"Persentase pemulihan 7%"... An Jae-wook, membuka setengah rambutnya dan menjalani operasi 'penyakit ini'
Aktor Ahn Jae-wook mengenang saat dia menjalani operasi otak karena perdarahan subarachnoid.
An Jae-uk berkata, "Sepuluh tahun yang lalu di Amerika Serikat, saya jatuh karena pendarahan subarachnoid dan menjalani operasi otak. Menurut dokter, peluang untuk pulih secara normal tanpa mengalami efek samping dari kecacatan fisik adalah kurang dari 7%."
Ahn Jae-wook mengatakan bahwa dia menjalani operasi otak karena perdarahan subarachnoid. Bagian atas kanan menunjukkan pemulihan setelah operasi otak. [Foto=Cuplikan layar siaran 'Ayah adalah pria paruh baya yang penuh bunga' di Channel A]
Penyebab paling umum pecahnya aneurisma otak... Jika memiliki hipertensi dan hiperkolesterolemia, harus dikelola dengan baik
Menurut laporan saat itu, An Jae-wook mengalami sakit kepala hebat dan muntah saat makan malam di Las Vegas, Amerika Serikat, tempat ia beristirahat.
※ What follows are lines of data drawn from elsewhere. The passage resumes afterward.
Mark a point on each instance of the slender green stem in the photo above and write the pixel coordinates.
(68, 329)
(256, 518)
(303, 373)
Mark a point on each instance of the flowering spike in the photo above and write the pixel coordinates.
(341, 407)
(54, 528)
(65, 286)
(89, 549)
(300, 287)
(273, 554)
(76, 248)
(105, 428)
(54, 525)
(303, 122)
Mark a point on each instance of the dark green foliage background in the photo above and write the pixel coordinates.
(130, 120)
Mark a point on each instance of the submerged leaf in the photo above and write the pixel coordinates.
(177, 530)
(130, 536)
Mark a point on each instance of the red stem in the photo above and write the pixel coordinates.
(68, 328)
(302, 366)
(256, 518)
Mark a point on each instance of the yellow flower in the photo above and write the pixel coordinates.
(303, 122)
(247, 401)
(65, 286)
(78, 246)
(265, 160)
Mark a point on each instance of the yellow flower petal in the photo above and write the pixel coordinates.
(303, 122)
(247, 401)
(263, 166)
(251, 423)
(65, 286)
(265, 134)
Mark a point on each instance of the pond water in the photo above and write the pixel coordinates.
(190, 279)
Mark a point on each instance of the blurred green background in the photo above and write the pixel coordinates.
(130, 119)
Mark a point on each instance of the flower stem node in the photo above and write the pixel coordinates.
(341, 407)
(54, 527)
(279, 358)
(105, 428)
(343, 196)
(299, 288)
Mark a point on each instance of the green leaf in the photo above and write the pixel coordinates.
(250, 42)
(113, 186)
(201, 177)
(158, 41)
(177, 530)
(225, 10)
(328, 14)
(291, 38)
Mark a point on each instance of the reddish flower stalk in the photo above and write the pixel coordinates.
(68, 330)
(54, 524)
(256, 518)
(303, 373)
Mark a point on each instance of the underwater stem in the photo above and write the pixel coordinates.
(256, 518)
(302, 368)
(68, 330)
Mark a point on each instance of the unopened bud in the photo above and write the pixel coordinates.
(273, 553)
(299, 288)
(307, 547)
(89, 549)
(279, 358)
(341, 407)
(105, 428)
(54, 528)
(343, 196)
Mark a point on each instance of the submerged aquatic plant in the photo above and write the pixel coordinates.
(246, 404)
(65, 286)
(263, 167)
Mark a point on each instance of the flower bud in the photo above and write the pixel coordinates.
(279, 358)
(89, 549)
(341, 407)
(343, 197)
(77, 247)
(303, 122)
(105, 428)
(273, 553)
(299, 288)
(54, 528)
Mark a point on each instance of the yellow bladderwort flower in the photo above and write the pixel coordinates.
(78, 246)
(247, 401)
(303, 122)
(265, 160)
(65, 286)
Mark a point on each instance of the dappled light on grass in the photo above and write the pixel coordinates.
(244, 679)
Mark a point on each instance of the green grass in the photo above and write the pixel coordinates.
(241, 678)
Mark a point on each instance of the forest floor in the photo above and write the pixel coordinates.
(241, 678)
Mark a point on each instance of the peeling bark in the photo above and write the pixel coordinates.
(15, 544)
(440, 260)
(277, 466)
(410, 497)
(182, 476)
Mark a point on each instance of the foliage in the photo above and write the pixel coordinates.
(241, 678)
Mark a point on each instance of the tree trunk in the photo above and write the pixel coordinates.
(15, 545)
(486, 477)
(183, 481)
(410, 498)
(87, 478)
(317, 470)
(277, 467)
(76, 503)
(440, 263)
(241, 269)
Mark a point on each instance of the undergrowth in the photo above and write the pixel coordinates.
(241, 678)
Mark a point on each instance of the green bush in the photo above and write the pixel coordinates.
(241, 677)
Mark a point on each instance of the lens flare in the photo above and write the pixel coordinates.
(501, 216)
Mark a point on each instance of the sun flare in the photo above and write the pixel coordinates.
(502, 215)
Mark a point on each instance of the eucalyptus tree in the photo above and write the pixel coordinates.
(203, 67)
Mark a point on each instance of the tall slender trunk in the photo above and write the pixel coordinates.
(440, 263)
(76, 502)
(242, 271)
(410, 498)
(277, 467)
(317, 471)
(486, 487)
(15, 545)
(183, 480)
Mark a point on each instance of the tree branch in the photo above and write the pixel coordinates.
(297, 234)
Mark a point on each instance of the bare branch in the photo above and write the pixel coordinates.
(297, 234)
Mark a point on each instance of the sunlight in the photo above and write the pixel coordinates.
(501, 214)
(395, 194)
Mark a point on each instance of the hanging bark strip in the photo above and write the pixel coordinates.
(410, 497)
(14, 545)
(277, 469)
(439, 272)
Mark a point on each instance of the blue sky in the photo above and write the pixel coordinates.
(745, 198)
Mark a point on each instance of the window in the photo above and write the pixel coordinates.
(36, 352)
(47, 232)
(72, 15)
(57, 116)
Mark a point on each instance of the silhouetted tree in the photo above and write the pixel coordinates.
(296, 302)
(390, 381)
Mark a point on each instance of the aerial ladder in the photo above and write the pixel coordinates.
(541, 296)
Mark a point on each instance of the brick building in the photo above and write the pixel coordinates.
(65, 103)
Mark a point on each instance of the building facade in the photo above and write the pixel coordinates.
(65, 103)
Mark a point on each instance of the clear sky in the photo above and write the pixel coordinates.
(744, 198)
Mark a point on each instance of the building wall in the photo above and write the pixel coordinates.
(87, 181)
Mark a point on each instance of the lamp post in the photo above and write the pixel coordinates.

Ia dibawa ke rumah sakit dengan ambulans dan didiagnosis mengalami perdarahan subarachnoid, serta menjalani operasi keesokan harinya.
Lembaran otak yang melindungi otak dibagi menjadi tiga jenis: dura mater, arachnoid, dan pia mater. Di antara ketiganya, arachnoid adalah lapisan yang berada di tengah, dan ruang di antara arachnoid dan pia mater disebut subarachnoid. Pendarahan yang terjadi di ruang subarachnoid disebut pendarahan subarachnoid.
Penyebab utamanya adalah pecahnya aneurisma otak. Gejalanya meliputi sakit kepala hebat secara tiba-tiba dan mual serta muntah, seperti yang dialami oleh Ahn Jae-wook. Jika terjadi perdarahan subarachnoid, sekitar 1 dari 10 orang meninggal sebelum sampai ke rumah sakit dan sekitar 50% meninggal dalam waktu satu bulan, menjadikannya penyakit yang sangat berbahaya.
Jika terjadi perdarahan subarachnoid akibat pecahnya aneurisma otak, untuk mencegah perdarahan ulang, tulang tengkorak dibuka dan bagian otak yang terkena diungkapkan, kemudian leher aneurisma dijepit dengan klip. Hal ini dilakukan untuk memisahkan aliran darah agar tetap normal tanpa mengalir ke aneurisma. Untuk pencegahan, dilakukan juga embolisasi aneurisma otak. Bagian yang membengkak seperti balon ditutup dengan kawat berlapis platinum yang dirangkai.
Untuk mencegah perdarahan subarachnoid, penting untuk memperhatikan dan mengendalikan faktor risiko penyakit pembuluh darah otak seperti hipertensi, diabetes, hiperkolesterolemia, obesitas, konsumsi alkohol, dan merokok. Mengurangi konsumsi natrium dan lemak jenuh yang dapat meningkatkan tekanan darah serta melakukan olahraga secara rutin selama sekitar 30 menit setiap hari juga sangat penting.
Terutama jika Anda telah mengalami pecahnya aneurisma otak sekali, risiko pecah lagi di pembuluh darah otak lain akan meningkat, sehingga perlu lebih memperhatikan pengelolaan dan jangan lupa melakukan pemeriksaan rutin.